Penyelidikan terkait dugaan penculikan atlet golf Jesslyn Wijaya di Jakarta terus berlanjut, meskipun pelapornya mendadak mencabut laporan resmi. Kepolisian memastikan akan tetap mendalami kasus ini demi memastikan keselamatan Jesslyn dan mengungkap fakta sebenarnya.
Informasi mengenai pencabutan laporan ini diungkapkan oleh Kuasa Hukum Jesslyn Wijaya, Muhammad Kamil. “Kita sudah cabut laporan. Laporan yang kita buat di Polda Metro Jaya sudah kita cabut tanggal 14 Desember 2023,” ujar Kamil pada Selasa (19/12/2023).
Namun, langkah pencabutan laporan ini tidak menghentikan upaya Kepolisian Daerah (Polda) Metro Jaya dalam melakukan penyelidikan. Direktur Reserse Kriminal Umum (Dirreskrimum) Polda Metro Jaya, Kombes Pol Hengki Haryadi, menegaskan bahwa pihaknya memiliki kewajiban untuk memastikan keselamatan korban. “Kami tetap akan melaksanakan penyelidikan untuk memastikan keselamatan daripada saudari Jesslyn Wijaya,” kata Hengki dalam keterangan persnya.

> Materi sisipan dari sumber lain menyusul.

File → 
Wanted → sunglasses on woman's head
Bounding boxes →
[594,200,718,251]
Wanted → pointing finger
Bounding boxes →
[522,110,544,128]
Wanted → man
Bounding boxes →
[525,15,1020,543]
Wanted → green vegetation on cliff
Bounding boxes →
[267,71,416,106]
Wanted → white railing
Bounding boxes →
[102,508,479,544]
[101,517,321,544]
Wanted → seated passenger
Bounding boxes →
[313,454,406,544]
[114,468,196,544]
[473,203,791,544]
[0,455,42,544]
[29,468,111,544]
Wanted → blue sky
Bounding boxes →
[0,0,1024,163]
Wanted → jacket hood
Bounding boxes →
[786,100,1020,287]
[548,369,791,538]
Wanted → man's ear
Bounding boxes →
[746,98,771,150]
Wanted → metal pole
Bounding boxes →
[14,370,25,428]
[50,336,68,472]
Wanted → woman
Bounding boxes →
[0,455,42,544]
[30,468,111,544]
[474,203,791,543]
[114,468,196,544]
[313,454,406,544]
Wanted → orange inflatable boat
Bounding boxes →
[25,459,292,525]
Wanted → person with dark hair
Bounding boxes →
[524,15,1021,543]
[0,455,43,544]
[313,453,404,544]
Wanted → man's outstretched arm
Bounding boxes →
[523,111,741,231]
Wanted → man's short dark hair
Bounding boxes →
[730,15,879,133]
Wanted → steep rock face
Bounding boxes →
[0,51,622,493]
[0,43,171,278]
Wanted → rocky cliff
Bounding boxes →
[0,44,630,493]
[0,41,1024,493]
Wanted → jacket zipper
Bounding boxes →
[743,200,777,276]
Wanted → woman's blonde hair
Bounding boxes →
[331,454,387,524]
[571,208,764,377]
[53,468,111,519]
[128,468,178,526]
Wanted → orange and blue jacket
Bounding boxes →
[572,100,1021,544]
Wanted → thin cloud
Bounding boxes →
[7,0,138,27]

Lebih lanjut, Hengki menjelaskan bahwa pencabutan laporan tidak serta-merta menghapus kewajiban polisi untuk mengungkap kebenaran di balik peristiwa ini. “Kita perlu mendalami, apa yang sebenarnya terjadi, karena ini menyangkut keselamatan seseorang,” tegasnya. Polisi berupaya mengumpulkan berbagai bukti dan keterangan untuk memastikan apakah dugaan penculikan tersebut benar terjadi atau ada motif lain di baliknya.
Kasus ini bermula ketika Jesslyn Wijaya dilaporkan hilang pada Minggu (10/12/2023). Laporan tersebut dibuat oleh pihak keluarga dengan dugaan penculikan. Namun, beberapa hari kemudian, Jesslyn dikabarkan telah kembali. Pencabutan laporan ini menambah kompleksitas penyelidikan yang sedang berjalan.
Polda Metro Jaya berkomitmen untuk menuntaskan kasus ini, terlepas dari adanya pencabutan laporan. Fokus utama saat ini adalah memastikan Jesslyn Wijaya aman dan memberikan penjelasan yang utuh mengenai kronologi kejadian yang sebenarnya. Penyelidikan akan terus dilakukan dengan mengumpulkan keterangan dari berbagai pihak terkait serta menganalisis bukti-bukti yang ada.